Richard W. Schmidt is a professor and former chair of the Department of SLS at the University of Hawaii, where he has been teaching since 1976 in both the M.A. program in ESL and the Ph.D program in SLA. He is also National Foriegn Language Resource Center director at the University and American Association for Applied Linguistics president-elect. He is the author of many journal articles and editor of three books in the area of social and psychological factors in second and foriegn language learning.

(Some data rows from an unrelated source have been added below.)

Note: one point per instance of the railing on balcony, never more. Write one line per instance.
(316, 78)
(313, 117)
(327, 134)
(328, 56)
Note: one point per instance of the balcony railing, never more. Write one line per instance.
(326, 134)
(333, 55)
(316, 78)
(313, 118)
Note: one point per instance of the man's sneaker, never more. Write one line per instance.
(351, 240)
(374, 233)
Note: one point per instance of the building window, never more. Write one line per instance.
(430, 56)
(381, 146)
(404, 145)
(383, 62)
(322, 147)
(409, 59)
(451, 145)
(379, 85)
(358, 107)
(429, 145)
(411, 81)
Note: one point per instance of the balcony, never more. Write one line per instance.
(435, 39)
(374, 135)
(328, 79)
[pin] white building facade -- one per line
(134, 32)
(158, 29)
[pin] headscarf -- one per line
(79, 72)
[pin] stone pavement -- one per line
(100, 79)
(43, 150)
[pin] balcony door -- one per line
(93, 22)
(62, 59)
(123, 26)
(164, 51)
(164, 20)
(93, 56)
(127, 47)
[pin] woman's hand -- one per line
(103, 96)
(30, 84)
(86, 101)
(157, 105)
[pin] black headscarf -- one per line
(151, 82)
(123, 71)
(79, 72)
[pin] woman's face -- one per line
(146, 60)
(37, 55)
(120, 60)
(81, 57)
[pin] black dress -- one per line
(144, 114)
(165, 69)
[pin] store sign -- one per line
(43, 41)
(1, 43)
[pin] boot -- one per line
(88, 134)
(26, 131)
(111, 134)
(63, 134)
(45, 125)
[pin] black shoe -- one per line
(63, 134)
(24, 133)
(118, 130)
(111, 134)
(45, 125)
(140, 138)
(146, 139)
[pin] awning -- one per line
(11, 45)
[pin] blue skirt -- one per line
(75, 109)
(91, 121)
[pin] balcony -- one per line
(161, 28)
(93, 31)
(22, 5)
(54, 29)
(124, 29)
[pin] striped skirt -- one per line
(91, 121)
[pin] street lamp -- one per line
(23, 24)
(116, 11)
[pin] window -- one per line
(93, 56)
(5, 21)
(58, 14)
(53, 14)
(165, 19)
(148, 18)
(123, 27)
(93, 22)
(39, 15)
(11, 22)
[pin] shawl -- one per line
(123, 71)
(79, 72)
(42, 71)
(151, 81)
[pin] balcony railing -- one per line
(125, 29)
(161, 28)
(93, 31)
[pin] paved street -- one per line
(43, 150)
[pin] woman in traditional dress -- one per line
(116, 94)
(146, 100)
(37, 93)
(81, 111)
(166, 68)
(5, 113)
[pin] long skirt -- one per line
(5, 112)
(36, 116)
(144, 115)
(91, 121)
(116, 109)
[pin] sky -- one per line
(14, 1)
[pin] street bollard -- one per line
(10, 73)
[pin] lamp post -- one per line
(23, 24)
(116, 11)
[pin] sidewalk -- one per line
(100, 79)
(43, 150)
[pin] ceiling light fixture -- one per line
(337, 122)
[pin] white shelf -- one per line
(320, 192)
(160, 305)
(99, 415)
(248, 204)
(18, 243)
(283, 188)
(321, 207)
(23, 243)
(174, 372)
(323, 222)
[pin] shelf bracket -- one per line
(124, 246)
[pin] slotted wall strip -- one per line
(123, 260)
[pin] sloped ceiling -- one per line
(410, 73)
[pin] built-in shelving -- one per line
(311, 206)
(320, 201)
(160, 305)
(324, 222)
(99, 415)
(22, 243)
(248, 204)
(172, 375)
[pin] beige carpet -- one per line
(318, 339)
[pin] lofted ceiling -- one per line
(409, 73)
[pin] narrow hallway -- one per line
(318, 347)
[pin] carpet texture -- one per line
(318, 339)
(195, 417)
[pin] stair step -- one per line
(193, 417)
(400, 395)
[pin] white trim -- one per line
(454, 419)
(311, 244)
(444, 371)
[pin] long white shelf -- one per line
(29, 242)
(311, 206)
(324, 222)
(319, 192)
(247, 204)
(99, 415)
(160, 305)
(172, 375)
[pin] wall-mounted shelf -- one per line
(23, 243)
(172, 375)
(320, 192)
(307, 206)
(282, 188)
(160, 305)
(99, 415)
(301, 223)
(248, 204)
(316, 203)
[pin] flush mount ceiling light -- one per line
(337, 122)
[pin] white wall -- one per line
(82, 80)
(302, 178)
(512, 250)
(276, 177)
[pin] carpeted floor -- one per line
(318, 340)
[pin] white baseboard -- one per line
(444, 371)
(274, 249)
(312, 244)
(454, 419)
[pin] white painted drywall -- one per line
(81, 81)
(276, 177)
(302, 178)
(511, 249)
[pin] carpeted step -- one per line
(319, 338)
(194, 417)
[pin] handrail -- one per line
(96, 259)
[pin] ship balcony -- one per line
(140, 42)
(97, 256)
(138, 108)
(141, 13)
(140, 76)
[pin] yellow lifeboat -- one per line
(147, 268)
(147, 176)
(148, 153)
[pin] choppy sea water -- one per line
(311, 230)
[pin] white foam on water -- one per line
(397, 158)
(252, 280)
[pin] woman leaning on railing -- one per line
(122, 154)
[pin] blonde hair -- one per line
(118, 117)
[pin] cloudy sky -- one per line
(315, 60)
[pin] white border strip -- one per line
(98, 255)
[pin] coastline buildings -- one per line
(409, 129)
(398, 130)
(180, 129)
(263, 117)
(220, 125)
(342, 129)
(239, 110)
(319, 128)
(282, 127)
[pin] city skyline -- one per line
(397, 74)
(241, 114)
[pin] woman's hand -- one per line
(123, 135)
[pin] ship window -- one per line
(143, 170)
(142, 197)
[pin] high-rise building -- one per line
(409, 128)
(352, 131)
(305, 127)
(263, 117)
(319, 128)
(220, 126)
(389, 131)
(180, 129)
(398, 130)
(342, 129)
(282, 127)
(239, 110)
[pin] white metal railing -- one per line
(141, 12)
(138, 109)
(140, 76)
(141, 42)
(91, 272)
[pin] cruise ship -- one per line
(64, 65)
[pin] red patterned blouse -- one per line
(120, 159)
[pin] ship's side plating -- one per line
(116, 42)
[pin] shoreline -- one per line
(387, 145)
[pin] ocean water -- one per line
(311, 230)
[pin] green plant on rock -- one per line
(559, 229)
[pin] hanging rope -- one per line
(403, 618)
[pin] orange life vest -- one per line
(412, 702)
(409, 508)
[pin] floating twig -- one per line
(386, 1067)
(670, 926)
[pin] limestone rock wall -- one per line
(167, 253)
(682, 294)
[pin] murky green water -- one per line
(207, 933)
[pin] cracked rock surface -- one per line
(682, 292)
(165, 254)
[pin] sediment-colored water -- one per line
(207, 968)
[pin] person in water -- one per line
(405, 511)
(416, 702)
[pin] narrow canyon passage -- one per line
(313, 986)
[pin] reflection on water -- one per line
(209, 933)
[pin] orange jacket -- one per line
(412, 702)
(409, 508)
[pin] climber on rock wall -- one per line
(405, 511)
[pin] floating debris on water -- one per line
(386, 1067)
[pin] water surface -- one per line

He is also co-author of the Longman Dictionary of Language Teaching and Applied Linguistics (3rd Edition, 2002).


Dina R. Yoshimi is an Associate Professor of Japanese at the University of Hawaii at Manoa. She received her B.A. in Linguistics at Yale University and her M.A. and Ph.D. in Linguistics at the University of Southern California. Prior to taking a position at the university of Hawaii-Manoa, Dr. Yoshimi taught English as a Second Language in the People’s Republic of China and English Composition at the University of Southern California. Her commit to increasing cross-cultural communication between the United States and Asia has led her to explore the sociocultural patters of interaction in settings of higher education in the U.S. and Japan, and, over the past decade, to developing innovative instructional approaches to classroom foreign language instruction of conversation interaction and sociocultural awareness.